Moreover, "an order has been issued by Dictator von Kahr to the Jews expelled from Bavaria, that their property must not be removed from the country. Jewish business men and manufacturers have received orders from the police authorities that the machinery and equipment of their factories as well as their products must remain in Bavaria, and their factories must be conducted in their absence by managers appointed for the purpose." 

The event went international at the end of November when

Foreign Minister Roman Dmowski of Poland has addressed a new note to Bavaria protesting the expulsions from Bavaria of Jews who are Polish citizens...the deportations are contrary to international law as well as the common principles of humanity. In conclusion, M. Dmowski threatens to order the deportation of German citizens on Polish soil if the expulsions of Polish citizens are continued.

Austria and Spain became involved.

To return to the events of the Berlin pogrom:

Jews of Berlin Attacked by Mob of 30,000  November 6, 1923

"...a mob of 30,000 stronge invaded the Jewish sections of the city and carried out the first pogrom in the history of Berlin. Anti-Jewish riots commencing in the afternoon in Grenadierstrasse, and Dragonerstrasse, inhabited largely by East-European Jews, 


spread by the evening to all quarters of the city housing Jewish residents...No Jew was safe on Berlin streets yesterday and it is too early to say that greater security prevails today. Jewish passers by were stopped at every turn, were searched, maltreated, robbed of their possessions and stripped of their clothes, some being left only in their undergarments. Homes of Jews were searched for food and money, owners offering the least resistance being severely beaten.

Shops owned by Jews were plundered of their contents which were hurled through the windows smashed by the hooligans in order to gain entrance.
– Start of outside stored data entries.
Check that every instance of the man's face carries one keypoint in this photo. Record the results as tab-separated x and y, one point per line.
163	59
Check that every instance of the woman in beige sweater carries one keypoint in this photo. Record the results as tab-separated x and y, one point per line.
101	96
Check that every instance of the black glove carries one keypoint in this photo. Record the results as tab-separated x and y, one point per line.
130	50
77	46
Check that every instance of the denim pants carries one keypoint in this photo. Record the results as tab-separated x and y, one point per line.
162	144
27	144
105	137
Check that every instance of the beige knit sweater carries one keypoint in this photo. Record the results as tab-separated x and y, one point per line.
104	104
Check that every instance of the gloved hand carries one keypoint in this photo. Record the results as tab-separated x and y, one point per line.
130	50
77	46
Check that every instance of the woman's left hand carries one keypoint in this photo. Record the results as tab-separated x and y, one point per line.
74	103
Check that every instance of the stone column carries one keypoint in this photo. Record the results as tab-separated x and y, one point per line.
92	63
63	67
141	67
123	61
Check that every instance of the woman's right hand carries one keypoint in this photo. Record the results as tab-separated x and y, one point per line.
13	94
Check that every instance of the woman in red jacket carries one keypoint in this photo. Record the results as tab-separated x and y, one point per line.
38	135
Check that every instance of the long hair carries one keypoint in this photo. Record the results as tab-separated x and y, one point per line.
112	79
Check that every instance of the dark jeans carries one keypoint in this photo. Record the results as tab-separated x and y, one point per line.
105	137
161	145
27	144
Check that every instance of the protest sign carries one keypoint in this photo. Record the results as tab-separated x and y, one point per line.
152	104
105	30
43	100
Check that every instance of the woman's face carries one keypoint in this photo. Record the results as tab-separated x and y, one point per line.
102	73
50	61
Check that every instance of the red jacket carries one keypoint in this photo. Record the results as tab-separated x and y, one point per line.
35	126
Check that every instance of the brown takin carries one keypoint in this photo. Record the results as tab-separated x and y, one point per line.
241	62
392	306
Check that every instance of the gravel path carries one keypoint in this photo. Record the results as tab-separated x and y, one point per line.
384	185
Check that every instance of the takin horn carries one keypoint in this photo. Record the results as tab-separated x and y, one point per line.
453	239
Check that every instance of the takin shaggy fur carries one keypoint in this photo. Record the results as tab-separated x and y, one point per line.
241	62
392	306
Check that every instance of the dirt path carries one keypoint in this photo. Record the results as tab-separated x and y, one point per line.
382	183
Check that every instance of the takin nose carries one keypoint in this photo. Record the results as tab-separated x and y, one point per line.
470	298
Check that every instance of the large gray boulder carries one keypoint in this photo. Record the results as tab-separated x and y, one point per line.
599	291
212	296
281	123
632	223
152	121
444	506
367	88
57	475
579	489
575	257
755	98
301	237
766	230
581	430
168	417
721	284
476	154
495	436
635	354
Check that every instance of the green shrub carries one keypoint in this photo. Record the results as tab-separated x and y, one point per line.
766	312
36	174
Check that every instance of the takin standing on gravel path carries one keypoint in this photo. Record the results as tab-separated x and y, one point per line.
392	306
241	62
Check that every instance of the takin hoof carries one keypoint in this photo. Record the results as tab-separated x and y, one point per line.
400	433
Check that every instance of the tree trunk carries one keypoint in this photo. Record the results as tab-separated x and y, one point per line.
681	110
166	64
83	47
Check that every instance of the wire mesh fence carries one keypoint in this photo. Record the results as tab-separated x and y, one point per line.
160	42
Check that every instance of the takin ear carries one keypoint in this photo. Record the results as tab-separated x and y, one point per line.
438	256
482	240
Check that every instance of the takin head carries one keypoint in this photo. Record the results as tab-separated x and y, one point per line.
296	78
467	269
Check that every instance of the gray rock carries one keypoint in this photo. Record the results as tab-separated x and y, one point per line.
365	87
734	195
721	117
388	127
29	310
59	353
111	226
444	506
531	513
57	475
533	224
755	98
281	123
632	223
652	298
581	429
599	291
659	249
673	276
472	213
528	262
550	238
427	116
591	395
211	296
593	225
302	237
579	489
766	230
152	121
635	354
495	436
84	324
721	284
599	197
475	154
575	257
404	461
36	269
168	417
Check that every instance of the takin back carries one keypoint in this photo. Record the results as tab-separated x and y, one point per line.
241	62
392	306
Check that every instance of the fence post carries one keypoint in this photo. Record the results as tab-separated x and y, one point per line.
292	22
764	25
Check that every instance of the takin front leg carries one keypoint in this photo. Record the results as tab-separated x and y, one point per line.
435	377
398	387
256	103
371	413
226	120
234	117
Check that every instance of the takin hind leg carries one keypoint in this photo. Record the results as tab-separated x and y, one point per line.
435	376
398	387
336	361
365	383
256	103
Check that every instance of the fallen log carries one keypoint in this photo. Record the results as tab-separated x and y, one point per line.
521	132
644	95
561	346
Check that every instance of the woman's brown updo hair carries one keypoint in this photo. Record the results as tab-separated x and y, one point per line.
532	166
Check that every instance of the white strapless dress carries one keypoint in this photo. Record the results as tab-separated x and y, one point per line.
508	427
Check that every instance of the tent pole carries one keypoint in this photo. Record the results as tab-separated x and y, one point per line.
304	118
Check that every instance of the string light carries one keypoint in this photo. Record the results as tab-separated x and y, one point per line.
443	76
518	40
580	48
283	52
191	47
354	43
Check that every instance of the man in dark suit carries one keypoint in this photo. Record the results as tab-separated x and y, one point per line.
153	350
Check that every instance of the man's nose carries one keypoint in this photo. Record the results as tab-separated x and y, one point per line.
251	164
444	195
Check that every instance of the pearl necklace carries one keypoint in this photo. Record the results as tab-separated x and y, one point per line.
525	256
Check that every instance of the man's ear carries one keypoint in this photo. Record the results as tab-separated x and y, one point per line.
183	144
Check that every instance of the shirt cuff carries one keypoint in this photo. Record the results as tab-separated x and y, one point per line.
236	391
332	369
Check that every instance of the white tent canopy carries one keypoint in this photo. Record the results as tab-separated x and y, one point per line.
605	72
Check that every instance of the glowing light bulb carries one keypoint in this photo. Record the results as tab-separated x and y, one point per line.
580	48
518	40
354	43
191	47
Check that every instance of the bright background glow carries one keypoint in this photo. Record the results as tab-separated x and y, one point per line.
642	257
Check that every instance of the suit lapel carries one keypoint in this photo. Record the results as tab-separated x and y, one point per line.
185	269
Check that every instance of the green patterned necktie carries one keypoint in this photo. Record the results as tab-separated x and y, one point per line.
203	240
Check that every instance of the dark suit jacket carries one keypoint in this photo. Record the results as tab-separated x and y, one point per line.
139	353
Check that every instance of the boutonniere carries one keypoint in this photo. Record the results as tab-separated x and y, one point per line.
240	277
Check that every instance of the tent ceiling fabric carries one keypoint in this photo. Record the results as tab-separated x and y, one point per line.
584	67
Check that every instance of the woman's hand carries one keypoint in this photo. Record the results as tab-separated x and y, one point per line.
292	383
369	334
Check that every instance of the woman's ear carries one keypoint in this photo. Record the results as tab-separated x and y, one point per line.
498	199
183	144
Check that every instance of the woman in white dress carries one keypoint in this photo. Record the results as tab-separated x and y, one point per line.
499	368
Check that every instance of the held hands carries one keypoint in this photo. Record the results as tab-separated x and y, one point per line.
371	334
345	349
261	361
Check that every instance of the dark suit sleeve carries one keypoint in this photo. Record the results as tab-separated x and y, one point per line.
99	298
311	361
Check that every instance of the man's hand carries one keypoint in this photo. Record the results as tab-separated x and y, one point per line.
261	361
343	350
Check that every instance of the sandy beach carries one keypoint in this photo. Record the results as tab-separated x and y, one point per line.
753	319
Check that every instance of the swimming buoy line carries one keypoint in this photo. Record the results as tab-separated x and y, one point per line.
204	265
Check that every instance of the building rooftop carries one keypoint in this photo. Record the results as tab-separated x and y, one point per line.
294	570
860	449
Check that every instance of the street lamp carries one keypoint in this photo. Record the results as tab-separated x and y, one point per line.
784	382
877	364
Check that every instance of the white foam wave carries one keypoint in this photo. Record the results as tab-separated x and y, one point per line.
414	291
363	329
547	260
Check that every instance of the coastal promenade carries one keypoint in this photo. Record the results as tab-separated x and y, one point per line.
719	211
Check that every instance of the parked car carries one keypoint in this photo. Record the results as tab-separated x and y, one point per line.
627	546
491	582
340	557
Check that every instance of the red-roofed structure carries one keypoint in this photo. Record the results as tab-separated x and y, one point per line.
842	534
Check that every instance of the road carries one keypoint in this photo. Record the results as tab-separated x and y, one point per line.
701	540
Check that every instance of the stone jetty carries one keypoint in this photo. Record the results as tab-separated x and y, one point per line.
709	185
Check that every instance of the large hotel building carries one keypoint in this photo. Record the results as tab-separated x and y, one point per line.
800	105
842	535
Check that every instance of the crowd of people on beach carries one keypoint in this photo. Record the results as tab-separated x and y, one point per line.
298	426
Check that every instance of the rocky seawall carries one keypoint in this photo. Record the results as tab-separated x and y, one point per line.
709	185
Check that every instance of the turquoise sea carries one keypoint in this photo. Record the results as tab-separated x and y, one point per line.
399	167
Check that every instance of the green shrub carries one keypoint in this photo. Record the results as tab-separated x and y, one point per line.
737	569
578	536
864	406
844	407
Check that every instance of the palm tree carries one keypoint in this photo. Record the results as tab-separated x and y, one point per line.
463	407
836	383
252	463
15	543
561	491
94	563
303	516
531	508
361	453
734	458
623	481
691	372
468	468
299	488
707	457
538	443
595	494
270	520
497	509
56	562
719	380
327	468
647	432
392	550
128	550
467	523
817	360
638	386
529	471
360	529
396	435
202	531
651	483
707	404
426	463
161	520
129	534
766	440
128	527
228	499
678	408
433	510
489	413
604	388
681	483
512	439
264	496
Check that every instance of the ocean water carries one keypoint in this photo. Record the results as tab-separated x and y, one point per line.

Jewish tenement dwellers were dragged from their beds and driven to the streets in their night clothes.

...That the anti-Jewish riots were premeditated and well-organized is shown by the fact that on a given signal the plundering and mobbing would begin, and at a sign from a specially organized corp the anti-Jewish excesses would end.

...The Tageblatt and the Local Anzeiger remark it is significant that the mob attack was not sporadic, but broke out simultaneously in the Muezastrasse, Gormmanstrasse, Linienstrasse, Grenadierstrasse, Dragonerstrasse. Lilienstrasse, where many residences and practically all shops were systematically plundered, the wares being distributed among the waiting crowd. Especially in the clothing and piece-goods district were the wares seized and cut up to be carried away by the rioters...Herr Kopf, manager of the “Central Association of German Citizens of Jewish Faith” received several blows from a black-jack as he was caught in a crowd swarming towards the Boerse and shouting “Death to Jews”.

Reports {as referenced in Dunker, Der Reichsbund judischer Frontsoldaten 1919-1938: Geschichte eines judischen Abwehrvereins, 53; "Der Bund judischer Frontsoldaten vor Gericht," Judische Rundschau, no. 40 (1924)}  noted

While the police had not arrived members of the Reichsbund Judischer Frontsoldaten (Jewish Veteran Association) assembled at the Jewish community centre on the nearby Rosenstrasse. Cadres of members, some of which were armed with pistols and rubber truncheons were formed and began patrolling the area, guarding synagogues and defending local Jews against the looters. On Bulowplatz, the Reichsbund cadres clashed with a group of some hundred rioters. In this situation, the veterans seek support from a passing by police patrol that refuses and leaves the area. In the following melee, a shot rang out fatally wounding a rioter.

The failure of the Munich Beer Hall Putsch in Bavaria did not deter the authorities there from halting the earlier deportations.

A precursor to the atmosphere which allowed Hitler to commence the Holocaust.